Today, AMD announced that it completed the acquisition of ZT Systems. I had a chance to talk to Forrest Norrod, executive vice president and general manager of the Data Center Solutions business unit at AMD, about the deal close, and I just wanted to give some additional perspective from what I have heard in the market.
AMD is Building the Customized AI Future
In my chat with Forrest, he was very focused on the engineering talent that came along with the acquisition. He also had a very different take from NVIDIA on what would be required to support hyper-scale customers in the future. Taking a step back, the NVIDIA GB200 NVL72 is both a trend-setting marvel and a product that went through a number of teething challenges to get working. A number of the installations shown in mid-Q4 2024 folks had GB200 NVL72 hardware but were still working on getting fully operational. It is a big step between the HGX platforms that have been powering AI clusters for years and the new NVL72 racks.

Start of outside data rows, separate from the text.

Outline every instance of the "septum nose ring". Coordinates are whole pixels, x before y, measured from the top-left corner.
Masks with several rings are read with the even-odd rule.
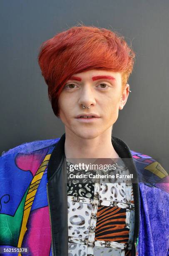
[[[86,108],[86,107],[84,106],[84,105],[83,105],[82,104],[81,104],[81,106],[82,106],[82,107],[83,108]],[[87,107],[87,108],[90,108],[90,107]]]

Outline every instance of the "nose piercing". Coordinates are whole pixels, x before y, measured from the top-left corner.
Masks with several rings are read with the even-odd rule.
[[[83,108],[86,108],[86,107],[84,106],[84,105],[83,105],[82,104],[81,104],[81,106],[82,106],[82,107]],[[90,107],[87,107],[87,108],[90,108]]]

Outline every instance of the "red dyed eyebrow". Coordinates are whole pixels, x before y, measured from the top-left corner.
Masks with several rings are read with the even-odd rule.
[[[76,81],[81,81],[82,78],[79,77],[74,77],[72,76],[69,79],[70,80],[76,80]]]
[[[112,76],[96,76],[93,77],[92,77],[92,80],[93,81],[96,81],[96,80],[99,80],[99,79],[109,79],[109,80],[115,80],[115,78]],[[72,76],[70,78],[70,80],[76,80],[76,81],[80,81],[82,80],[82,78],[79,77],[75,77]]]
[[[96,77],[93,77],[92,79],[93,81],[96,81],[96,80],[99,80],[99,79],[109,79],[109,80],[115,80],[115,79],[114,77],[112,76],[96,76]]]

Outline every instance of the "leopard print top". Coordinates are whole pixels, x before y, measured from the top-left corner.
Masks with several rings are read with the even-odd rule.
[[[127,181],[70,179],[66,160],[69,256],[131,255],[134,205],[130,179]],[[121,158],[116,172],[129,174]],[[77,170],[76,174],[80,173]],[[113,170],[108,171],[112,174]]]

In our discussion, Forrest said that he believed that from a manufacturability standpoint, AMD’s GPUs should not run into the same challenges as NVIDIA had with the GB200 platforms. The ZT Systems acquisition was not as much about manufacturing the silicon as it was the systems they would go into.
ZT Systems has been building hyper-scale clusters for many years. What many folks miss in the AI discussion is that, unlike CPU-based clusters, the higher-power and often liquid-cooled AI clusters present more challenges. The relatively straightforward ones are things like adding liquid cooling to racks. A significantly more difficult challenge is managing the scale and complexity.
Just for some sense, a typical CPU-based server might have a low-speed management NIC, then one or two high-speed links per 1U of rack space that go to a standard Ethernet network. Call it 2-3 connections per node. A typical 8-GPU server has one NIC per node, one or two NICs per CPU, a management NIC, then sometimes management NICs for the high-speed NICs. In addition, CDUs, rear door heat exchangers, each rack PDU, and so forth will also have network connections for the telemetry and management networks.
The net result is that each server uses many network connections. Those network connections will terminate in different locations in the data center, so the optical cabling must be the correct type (single-mode or multi-mode), they must be cut and bundled to the correct lengths. Labels need to be created so that the right cable is plugged into the right port. There are plenty of stories in the industry where folks found the reason their short-range optics were unreliable over multi-mode fiber was that the optical cables were cut to 120m, not 100m lengths.
Network cabling is just one example. Powering the systems takes an enormous amount of heavy copper cables, and one has to deal with quick sprints to peaks and valleys of power usage that can break power distribution components. Eventually (by 2027 for high-density AI), coolant distribution units (CDUs) will need to move out of racks and so CDUs and the liquid loops need to be properly sized.
This all becomes a giant systems engineering challenge just to design the systems. Another big challenge is that AI data centers are very different, from the power sources to the weight ratings on floors to the ambient temperatures, humidity, and dust profiles.
NVIDIA’s approach to this has been the GB200 NVL72. Customers can choose racks built by one of about 14 different OEMs/ ODMs, but the NVL72 is a well-defined solution. If your data center only has room for 20 GPUs per rack, then you are out of luck. Also, if your data center only supports 42U racks, then your option is to find somewhere else, raise doors and roofs, and so forth.
In our discussion, Forrest focused on how AMD’s approach would differ. Instead of a one-size-fits-all approach, AMD would focus on co-engineering solutions with its customers. That is why AMD needs a larger engineering team that buying ZT Systems brings. Customers may want different numbers of GPUs in a rack. The liquid cooling loops are often different. Some customers are looking at not just 52U racks but 52U racks with other components on top.
ZT Systems has not just relationships with the teams at hyper-scalers building these large clusters, but it has years of learning little tricks. The importance of the “little tricks” may not seem huge, but even designing ways to get heavy racks onto raised floors quickly, shipping systems filled with fluid and the correct expansion hose sizes for temperature and pressure changes in air freight, and so forth become areas for engineering IP to accelerate system deployment.
On that note, AMD now has another challenge. It is currently competing with many of its customers, and in closing the acquisition, it also acquired a manufacturing business. AMD said that it would look for a buyer, and sell that business to not remain in the position for long. Prior to the deal closing, AMD had already started the discussion to divest of this manufacturing business.